In State Farm’s appeal they argued that the delay was due to the claim being denied and it was denied in good faith based on other facts in the case. Specifically:
JH was associated with Tommy Vander, the owner of Luxury Auto Unlimited (LAU). LAU was a luxury car repair shop which specialized in Porsches and other luxury cars. JH was listed as a purchaser with buyer’s priviledges extended to LAU for car auctions. In fact, Vander and JH regularly attended automobile auctions to purchase damaged automobiles for repair and resale. Vander pled guilty in 1991 to felony theft when he was arrested for driving a stolen Porsche with a completely different vehicle identification number from a Porsche which had been completely burned.
When JH began parking the Porsche at his complex, he would normally leave the car in a parking lot surrounded by a fence and secured access gate. However, approximately two weeks before the theft, he began parking it in an unsecured lot near the complex, even though both he and his girlfriend claimed to have had prior break-ins from the unsecured lots at the apartment complex. The manager and assistant manager of JH’s complex stated that JH’s girlfriend complained that on June 4, 1993 (four days before the theft) JH’s car had been stolen and that this was justification for a late move-out notice.
JH’s Porsche was recovered 25 miles from JH’s apartment complex, but only 1.6 miles away from Vander’s shop. The car was stripped in a manner so as not to damage or destroy mechanical connections, wiring harnesses, or the engine. Pro Technik, Porsche specialists hired by State Farm to investigate JH’s claim, concluded that approximately two auto technicians with proper tools would require at least eight hours to strip the Porsche in the manner that it had been left. JH’s car was discovered approximately six hours after it had last been seen by JH.
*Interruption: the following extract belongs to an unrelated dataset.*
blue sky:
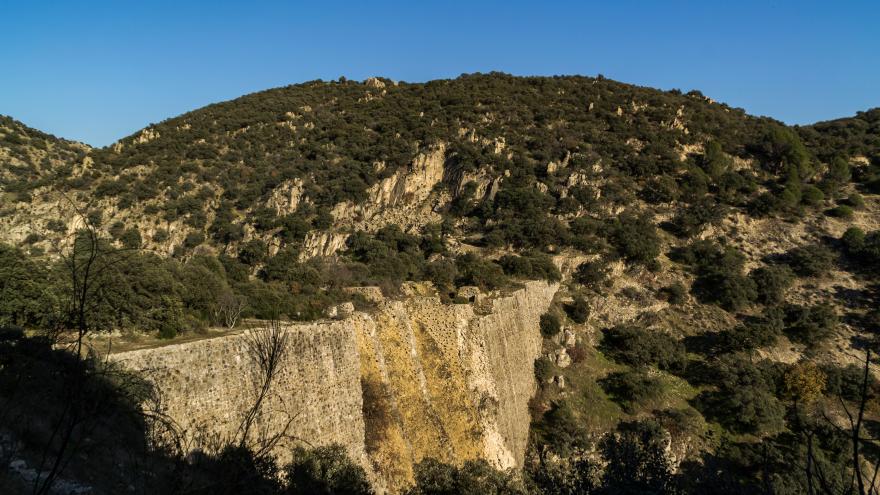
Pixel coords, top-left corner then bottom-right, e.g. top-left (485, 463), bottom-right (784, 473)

In ruling for JH in awarding the 18% penalty against State Farm the court stated, “… an insurance company’s good faith assertion of defense does not relieve the insurer of liability for penalties for tardy payment, as long as the insurer is finally judged liable.” The court further said, “A wrongful rejection of a claim may be considered in a delay in payment for purposes of the 60-day rule and statutory damages. More specifically, if an insurer fails to pay a claim, it runs the risk of incurring this 18% statutory fee and reasonable attorney’s fees. In sum, State Farm took a risk when it chose to reject JH”s claim. State Farm lost when it was found liable for breach of contract. Therefore, it must pay this 18% per annum interest and reasonable attorney’s fees.”